March 22, 2010; I have some time to catch up on this blog now.
I returned to Hawaii from Samoa nearly a ghost. I barely made the once a week flt from Apia back to Honolulu because of: a cyclone caught us on the island of Savaii-rhymes with Hawaii-its the probable ancestral Polynesian home of many of the islands there in the South and Western Pacific. It may bave been James Michener's 'Bali Hai' since he spent time there in Samoa during WW11, writing later his 'Tales of the South Pacific'. His recollections with Aggie Grey, the famous hotelier there in Apia the capital, are well documented.
Finally after all ferries had been cancelled on Thursday Mar11, the captain decided to 'go' about 330P because another cyclone was on the way. (That one struck Fiji a devastating blow the following day.) See the satellite pic on this blog. The lowlying ferry was crammed full of cars and trucks and we pedestrians had to cling to the superstructure. Waves 10-14 ft slammed us from the quarter port bow, with splashing seas deluging the vehicles and even us 20-25 ft higher hanging on. It was quite a 2 and half hour ride that Disney could never duplicate. The usual 17 mile straight takes about one and half hours.
Prayer either was to save us for His Greater Purposes here or for that in Higher Places. I was asking for the former and pledged anew His Plans for me here.
Samoa never got boring; the very night we arrived Feb 26, the Chile earthquake occurred, the largest on earth in 100 years; the island folk got busy buying up all the gas on the island and supplies; the tsunami never materialized, but folks were still very nervous from the one that struck Sept 30 last year killing 140 people on the southeastern coast area. This is one of the areas we worked with our program of providing up to date emergency equipment, O2 machines, and a teaching program for the machines and BLS.
At the Poutasi Clinic, James, the chief nurse there who looks like Omar Shereff, pointed to his ransacked house where he used to live; the doors and windows were all gone, the walls inside sitting a wierd angles; totally unlivable; all his possessions swept away in the waves. He used the 7-8 minutes after the earthquake before the 40 foot wave struck to shepard his patients out of the clinic, many in-patients to higher ground. All were saved. I worked with him and I dare say he is as good as any physician primary care giver I have worked with including yours truly.

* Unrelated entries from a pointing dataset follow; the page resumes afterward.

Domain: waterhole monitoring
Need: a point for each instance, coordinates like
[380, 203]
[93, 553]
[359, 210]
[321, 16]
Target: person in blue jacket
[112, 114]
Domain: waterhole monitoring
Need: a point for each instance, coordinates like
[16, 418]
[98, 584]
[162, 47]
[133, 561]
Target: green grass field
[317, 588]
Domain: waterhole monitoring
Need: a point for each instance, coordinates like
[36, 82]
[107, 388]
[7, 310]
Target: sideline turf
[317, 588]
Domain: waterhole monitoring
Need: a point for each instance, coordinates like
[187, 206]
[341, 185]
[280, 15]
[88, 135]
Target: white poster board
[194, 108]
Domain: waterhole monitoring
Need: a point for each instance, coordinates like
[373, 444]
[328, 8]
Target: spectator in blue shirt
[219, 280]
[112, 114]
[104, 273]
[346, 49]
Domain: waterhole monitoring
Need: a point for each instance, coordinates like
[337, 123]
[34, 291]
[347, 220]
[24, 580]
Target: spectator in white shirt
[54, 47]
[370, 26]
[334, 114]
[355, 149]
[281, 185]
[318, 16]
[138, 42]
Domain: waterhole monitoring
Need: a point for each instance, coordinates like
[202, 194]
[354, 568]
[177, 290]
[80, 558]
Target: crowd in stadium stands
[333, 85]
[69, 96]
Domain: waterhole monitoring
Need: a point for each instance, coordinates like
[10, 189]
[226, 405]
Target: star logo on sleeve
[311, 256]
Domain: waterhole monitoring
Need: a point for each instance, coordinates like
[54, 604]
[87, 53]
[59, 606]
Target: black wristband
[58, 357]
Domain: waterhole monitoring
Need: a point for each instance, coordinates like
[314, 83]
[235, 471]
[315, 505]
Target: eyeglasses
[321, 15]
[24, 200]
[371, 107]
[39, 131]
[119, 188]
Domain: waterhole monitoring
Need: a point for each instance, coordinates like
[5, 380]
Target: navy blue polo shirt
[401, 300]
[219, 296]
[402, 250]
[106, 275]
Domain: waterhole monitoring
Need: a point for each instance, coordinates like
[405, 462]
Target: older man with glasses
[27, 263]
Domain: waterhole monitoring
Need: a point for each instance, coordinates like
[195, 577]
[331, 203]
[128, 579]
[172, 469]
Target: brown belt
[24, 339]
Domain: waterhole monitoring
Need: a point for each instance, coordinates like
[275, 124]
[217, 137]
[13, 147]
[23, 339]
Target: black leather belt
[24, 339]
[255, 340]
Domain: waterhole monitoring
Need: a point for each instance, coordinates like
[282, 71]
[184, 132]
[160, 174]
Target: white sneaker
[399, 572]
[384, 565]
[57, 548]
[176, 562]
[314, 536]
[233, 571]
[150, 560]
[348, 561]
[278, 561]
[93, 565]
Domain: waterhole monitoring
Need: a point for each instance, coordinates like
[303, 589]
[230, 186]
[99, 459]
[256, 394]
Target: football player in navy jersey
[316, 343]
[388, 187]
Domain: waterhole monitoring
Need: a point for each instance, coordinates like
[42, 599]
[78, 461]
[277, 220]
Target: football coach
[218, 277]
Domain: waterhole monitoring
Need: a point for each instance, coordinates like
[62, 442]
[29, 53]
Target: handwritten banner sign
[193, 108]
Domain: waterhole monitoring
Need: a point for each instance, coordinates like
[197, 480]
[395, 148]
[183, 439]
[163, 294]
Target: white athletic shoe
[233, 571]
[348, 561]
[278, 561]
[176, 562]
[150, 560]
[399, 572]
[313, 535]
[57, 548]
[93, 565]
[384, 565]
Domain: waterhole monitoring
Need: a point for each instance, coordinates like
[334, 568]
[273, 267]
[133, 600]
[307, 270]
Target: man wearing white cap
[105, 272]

Our team of two, Dr Cecelia Alailima, herself half Samoan who gives of herself often to her kin there, and who organized the mission to provide O2 machines worth over $30,000 to the outer island clinics, and I lived with a Samoan chief, a Matai named Alamoana, and his wife, Liesai, and 3 children, 18 yo boy Monihan, 16 yo Gloria, and 11 yo Lasalilly; we ate the local foods and enjoyed their hospitality immensely. They gave us a roast pig banquet one evening and barbequed bat another; both were manaia, Samoan for delicious. This was a highlight of staying in Samoa. I would never stay in a hotel there although Aggie Grey's Hotels are beautiful and so locally colorful, but one cannot appreciate true Samoa that way.
If you could imagine being there and humming the music from 'South Pacific', you can have an idea what I experienced. I relish all my memories, even the scary ones, but I see a beautiful people, a culture maybe like Hawaii 100 years ago, I look up at the Southern Cross on absolutely clear tropical nights, I see being served the after church meal Samoan style sitting with Matai with our lavalavas on mats, served by robust young women in the most elegant Samoan way. Maybe I will try this at home here and maybe my wife will serve me in this cultural way; then maybe she won't.